K-wire beneath the skin
Cut the K-wire just distal of the tip of the distal phalanx. Retract it by about 5 mm (be careful not to pull the tip of the wire back through the fracture plane), bend it through 180 degrees and then bury it in the bone to avoid soft-tissue irritation.
This method has the advantage that the patient may speedily regain full use of the finger.
However, removal of the K-wire requires another minor surgical procedure under local anesthesia.
K-wire protrusion through the skin
Cut the K-wire so that it protrudes through the skin, about 1 cm from the tip of the finger. Bend its end to form a tight U-configuration to prevent catching on clothing, etc.
Leaving the K-wire to protrude through the skin in this way has the advantage of its being easy to remove. The disadvantages are patient discomfort and risk of pin-track infection.
After K-wire fixation, the DIP joint has to be immobilized in extension, leaving the PIP joint free. Either a malleable aluminium splint, or a custom-made thermoplastic splint can be used.
While the patient is in bed, use pillows to keep the hand elevated above the level of the heart to reduce swelling.
For ambulant patients, put the arm in a sling and elevate to heart level.
Instruct the patient to lift the hand regularly overhead, in order to mobilize the shoulder and elbow joints.
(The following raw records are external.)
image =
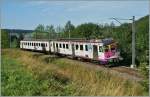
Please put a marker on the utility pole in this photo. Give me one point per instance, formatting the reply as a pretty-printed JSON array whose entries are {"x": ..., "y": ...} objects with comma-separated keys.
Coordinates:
[
  {"x": 133, "y": 65},
  {"x": 69, "y": 34},
  {"x": 10, "y": 39}
]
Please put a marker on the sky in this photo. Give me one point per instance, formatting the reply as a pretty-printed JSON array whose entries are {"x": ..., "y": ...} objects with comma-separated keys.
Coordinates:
[{"x": 27, "y": 14}]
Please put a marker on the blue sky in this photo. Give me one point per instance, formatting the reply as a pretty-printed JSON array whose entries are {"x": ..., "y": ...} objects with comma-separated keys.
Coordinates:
[{"x": 27, "y": 14}]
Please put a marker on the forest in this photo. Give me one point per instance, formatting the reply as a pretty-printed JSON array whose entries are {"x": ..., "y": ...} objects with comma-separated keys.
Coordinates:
[{"x": 122, "y": 34}]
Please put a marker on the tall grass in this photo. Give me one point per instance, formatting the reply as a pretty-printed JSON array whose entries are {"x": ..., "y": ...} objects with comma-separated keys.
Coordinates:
[{"x": 61, "y": 76}]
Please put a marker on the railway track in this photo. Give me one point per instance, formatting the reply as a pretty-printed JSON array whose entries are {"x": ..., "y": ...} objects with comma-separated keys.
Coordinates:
[{"x": 122, "y": 71}]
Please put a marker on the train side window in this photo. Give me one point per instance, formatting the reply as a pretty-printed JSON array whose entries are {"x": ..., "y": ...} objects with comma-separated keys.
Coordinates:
[
  {"x": 60, "y": 45},
  {"x": 67, "y": 46},
  {"x": 77, "y": 47},
  {"x": 100, "y": 49},
  {"x": 42, "y": 44},
  {"x": 63, "y": 45},
  {"x": 81, "y": 47},
  {"x": 86, "y": 48},
  {"x": 57, "y": 45}
]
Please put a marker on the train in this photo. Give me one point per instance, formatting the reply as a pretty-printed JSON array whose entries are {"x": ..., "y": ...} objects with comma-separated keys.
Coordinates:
[{"x": 101, "y": 50}]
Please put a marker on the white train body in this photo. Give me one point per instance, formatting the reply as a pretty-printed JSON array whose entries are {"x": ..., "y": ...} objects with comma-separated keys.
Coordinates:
[{"x": 95, "y": 50}]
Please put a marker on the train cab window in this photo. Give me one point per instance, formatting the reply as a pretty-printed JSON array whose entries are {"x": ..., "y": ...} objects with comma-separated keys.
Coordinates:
[
  {"x": 42, "y": 44},
  {"x": 81, "y": 47},
  {"x": 63, "y": 45},
  {"x": 60, "y": 45},
  {"x": 77, "y": 47},
  {"x": 67, "y": 46},
  {"x": 86, "y": 48},
  {"x": 57, "y": 45},
  {"x": 100, "y": 49}
]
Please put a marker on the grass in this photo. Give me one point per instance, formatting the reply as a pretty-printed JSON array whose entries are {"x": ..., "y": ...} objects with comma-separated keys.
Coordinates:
[{"x": 30, "y": 73}]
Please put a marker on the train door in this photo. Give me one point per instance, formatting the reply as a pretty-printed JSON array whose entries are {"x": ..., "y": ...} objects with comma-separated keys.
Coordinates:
[
  {"x": 57, "y": 47},
  {"x": 95, "y": 52},
  {"x": 101, "y": 52},
  {"x": 73, "y": 50}
]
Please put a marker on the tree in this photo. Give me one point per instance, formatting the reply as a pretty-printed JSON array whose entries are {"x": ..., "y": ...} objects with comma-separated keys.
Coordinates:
[
  {"x": 5, "y": 39},
  {"x": 39, "y": 28}
]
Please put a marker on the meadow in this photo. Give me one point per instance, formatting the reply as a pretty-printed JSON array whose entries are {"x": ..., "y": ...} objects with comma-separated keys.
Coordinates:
[{"x": 25, "y": 73}]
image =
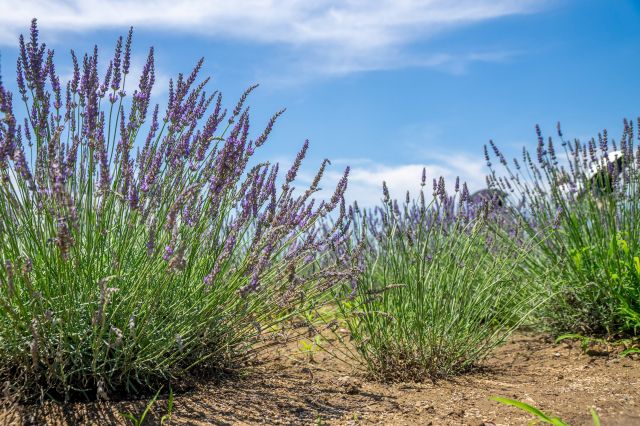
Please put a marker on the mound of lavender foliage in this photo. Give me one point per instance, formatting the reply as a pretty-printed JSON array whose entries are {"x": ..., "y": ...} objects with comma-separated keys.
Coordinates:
[
  {"x": 139, "y": 243},
  {"x": 581, "y": 202},
  {"x": 436, "y": 291}
]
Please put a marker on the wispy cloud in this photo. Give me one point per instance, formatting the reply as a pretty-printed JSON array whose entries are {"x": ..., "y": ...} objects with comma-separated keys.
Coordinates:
[
  {"x": 336, "y": 36},
  {"x": 366, "y": 177}
]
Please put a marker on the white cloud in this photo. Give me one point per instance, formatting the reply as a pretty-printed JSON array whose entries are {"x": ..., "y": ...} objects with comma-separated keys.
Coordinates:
[
  {"x": 366, "y": 177},
  {"x": 337, "y": 36}
]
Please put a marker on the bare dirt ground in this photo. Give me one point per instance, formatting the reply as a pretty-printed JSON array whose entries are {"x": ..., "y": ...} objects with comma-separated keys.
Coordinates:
[{"x": 558, "y": 378}]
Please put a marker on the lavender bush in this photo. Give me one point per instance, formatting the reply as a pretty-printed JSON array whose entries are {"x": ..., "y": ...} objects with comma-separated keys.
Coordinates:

See the patient 5 days and 10 days after surgery.
If K-wire crosses the DIP joint
Radiological healing will take between 6 months and 1 year. However, after 8 weeks, the majority of the fractures are intrinsically stable. The K-wire can then be removed.
If the K-wire is in the distal phalanx only
If the distal tip of the K-wire was buried in the bone, does not protrude through the skin and is causing no problems, there is no need for its removal.
However, if the K-wire protrudes through the skin, about 6 weeks is the maximal time it can be left in place.